De halfslachtige aanpak van de regering heeft verschillende oorzaken. Als buur van twee landen waar de Islamitische Staat oorlog voert, voelt Turkije de hete adem van de extremistische beweging constant in de nek. De 49 Turkse gijzelaars die de IS sinds juni in Irak gevangenhield zijn dan wel bevrijd, maar dat neemt de vrees voor IS-aanslagen in Turkije niet weg. Daarnaast zal de overheid nooit toegeven dat ze een foute inschatting heeft gemaakt door de IS en andere radicale groeperingen in Syrië te steunen. De Turken hadden nooit kunnen vermoeden dat de IS zou uitgroeien tot zo’n radicale, sterk georganiseerde beweging. Het welpje veranderde in een levensgevaarlijke wolf, met het gevolg dat Turkije nu klem zit tussen de consequenties van zijn steun aan de Syrische oppositie en de druk van het Westen om deel te nemen aan de strijd tegen de jihadisten.

Intussen rijzen de problemen in Turkije. De ziekenhuizen liggen vol met Syrische vluchtelingen, onder wie ook IS-strijders. In steden aan de grens en in bepaalde buurten in Istanbul worden stickers en vlaggen van de radicale groepering gesignaleerd, waardoor de spanning onder de lokale bevolking toeneemt. Desondanks is er weinig openlijke kritiek op de ambivalentie van de overheid. Met een president die weigert de IS als terroristen te bestempelen en bijna tachtig procent van de media aan zijn kant heeft, is zien, horen en zwijgen de tendens.

Verpleegster van de IS

Toch verandert er stilaan wel iets.

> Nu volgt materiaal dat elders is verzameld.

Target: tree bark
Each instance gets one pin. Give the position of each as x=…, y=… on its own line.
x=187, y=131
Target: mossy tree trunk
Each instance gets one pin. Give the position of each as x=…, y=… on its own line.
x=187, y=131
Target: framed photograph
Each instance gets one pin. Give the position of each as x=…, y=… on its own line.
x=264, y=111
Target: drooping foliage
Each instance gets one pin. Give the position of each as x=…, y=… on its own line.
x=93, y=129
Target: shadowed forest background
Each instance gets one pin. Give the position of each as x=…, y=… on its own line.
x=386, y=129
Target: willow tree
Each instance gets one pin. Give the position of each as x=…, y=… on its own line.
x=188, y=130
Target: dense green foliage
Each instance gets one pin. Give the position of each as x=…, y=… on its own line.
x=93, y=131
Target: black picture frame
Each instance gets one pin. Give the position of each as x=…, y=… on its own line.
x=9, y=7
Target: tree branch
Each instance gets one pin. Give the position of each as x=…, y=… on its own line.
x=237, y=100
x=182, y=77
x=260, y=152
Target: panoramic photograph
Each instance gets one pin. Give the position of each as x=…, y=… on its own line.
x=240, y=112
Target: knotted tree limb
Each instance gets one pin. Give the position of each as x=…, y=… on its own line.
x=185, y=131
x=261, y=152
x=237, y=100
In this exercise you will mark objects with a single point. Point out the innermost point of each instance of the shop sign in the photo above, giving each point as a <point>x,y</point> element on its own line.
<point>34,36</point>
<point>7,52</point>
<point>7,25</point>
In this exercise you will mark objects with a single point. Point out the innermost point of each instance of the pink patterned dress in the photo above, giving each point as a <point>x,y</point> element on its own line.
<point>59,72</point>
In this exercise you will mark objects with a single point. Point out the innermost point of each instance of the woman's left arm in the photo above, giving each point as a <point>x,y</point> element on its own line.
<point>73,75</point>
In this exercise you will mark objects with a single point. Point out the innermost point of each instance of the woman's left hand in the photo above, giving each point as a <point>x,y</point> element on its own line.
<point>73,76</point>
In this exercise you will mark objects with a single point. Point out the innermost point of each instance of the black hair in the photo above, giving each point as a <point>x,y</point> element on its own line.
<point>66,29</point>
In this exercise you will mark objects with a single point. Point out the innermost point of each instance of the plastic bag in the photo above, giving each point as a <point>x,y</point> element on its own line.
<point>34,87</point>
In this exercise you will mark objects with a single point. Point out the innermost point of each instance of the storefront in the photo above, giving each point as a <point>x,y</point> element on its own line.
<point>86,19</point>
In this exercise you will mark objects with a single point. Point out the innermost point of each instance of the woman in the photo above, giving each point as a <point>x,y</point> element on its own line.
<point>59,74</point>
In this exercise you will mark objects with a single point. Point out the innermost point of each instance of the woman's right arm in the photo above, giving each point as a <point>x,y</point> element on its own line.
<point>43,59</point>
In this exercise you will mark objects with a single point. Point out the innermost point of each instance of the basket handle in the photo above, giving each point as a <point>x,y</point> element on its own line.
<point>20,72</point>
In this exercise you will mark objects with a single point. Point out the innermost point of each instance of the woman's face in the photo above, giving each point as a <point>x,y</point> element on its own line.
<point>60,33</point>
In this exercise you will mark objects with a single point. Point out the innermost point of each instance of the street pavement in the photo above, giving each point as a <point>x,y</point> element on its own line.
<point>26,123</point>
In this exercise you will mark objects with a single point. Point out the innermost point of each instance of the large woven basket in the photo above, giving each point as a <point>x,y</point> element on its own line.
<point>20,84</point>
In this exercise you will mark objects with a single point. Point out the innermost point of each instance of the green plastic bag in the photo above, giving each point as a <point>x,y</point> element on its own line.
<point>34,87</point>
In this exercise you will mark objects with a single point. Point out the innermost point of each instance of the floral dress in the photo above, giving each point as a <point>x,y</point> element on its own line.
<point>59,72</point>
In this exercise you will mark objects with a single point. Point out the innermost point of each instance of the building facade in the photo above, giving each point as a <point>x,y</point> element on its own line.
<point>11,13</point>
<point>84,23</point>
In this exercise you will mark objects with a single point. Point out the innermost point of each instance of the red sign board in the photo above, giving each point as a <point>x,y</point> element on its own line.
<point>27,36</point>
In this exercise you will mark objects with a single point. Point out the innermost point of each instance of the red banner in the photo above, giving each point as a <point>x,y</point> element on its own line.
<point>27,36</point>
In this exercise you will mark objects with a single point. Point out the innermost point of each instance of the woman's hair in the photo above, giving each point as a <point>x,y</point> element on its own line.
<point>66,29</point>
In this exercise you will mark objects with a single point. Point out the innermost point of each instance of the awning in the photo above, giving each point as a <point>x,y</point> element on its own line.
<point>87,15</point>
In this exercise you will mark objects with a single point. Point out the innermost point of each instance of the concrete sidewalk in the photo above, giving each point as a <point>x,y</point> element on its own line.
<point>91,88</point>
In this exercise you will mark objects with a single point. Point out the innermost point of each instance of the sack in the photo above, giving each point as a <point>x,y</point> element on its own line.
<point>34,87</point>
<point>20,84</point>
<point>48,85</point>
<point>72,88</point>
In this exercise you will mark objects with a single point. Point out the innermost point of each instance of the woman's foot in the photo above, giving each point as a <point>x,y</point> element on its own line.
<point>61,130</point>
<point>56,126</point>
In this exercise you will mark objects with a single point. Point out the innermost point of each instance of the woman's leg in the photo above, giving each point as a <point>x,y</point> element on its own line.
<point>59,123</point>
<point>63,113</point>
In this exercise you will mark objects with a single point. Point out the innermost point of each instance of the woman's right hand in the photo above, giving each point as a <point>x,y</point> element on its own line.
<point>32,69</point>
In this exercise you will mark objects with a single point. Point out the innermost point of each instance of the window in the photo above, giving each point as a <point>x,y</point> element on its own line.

Afgelopen weekend was er in Istanbul een betoging tegen de IS, waarbij de overheid ervan werd beschuldigd de terreurbeweging te ‘voeden’. Ook in de zuidoostelijke regio van het land gingen mensen de straat op. In de steden Yuksekova, Van en Mardin greep de politie in met traangas en waterkanonnen. En in Mersin, Zuid-Turkije, publiceerde een verpleegster vorige week een brief in de media met de klacht dat ze het beu was om IS-strijders te verzorgen die daarna allemaal ongehinderd terug naar Syrië keerden ‘om mensen te onthoofden’.

‘Ik ben diep beschaamd om deze mannen te helpen bij hun genezing’, betoogde de verpleegster die alleen met haar initialen werd vermeld. ‘Ze komen het ziekenhuis binnen onder een valse naam en verdwijnen als het hen uitkomt. Begin augustus werd een IS-commandant binnengebracht. Een zekere Mohammed Ali R. Hij was constant omringd door bodyguards. Ook hij verdween weer met de noorderzon. Zo zijn er al veel leiders gekomen en gegaan. Ik wil ze niet langer verzorgen. Daarom vraag ik de regering om dit ziekenhuis te komen controleren.’ De overheid reageerde niet.

Een parlementslid van de oppositiepartij CHP uit Gaziantep, bekend als hotspot voor IS-strijders, was het zo beu dat hij naar Ankara vertrok om de regering ter verantwoording te roepen. Hij gooide een lijst met adressen van IS-opvanghuizen op tafel met de vraag waarom er niets aan werd gedaan. Tot nu toe heeft hij geen antwoord gekregen.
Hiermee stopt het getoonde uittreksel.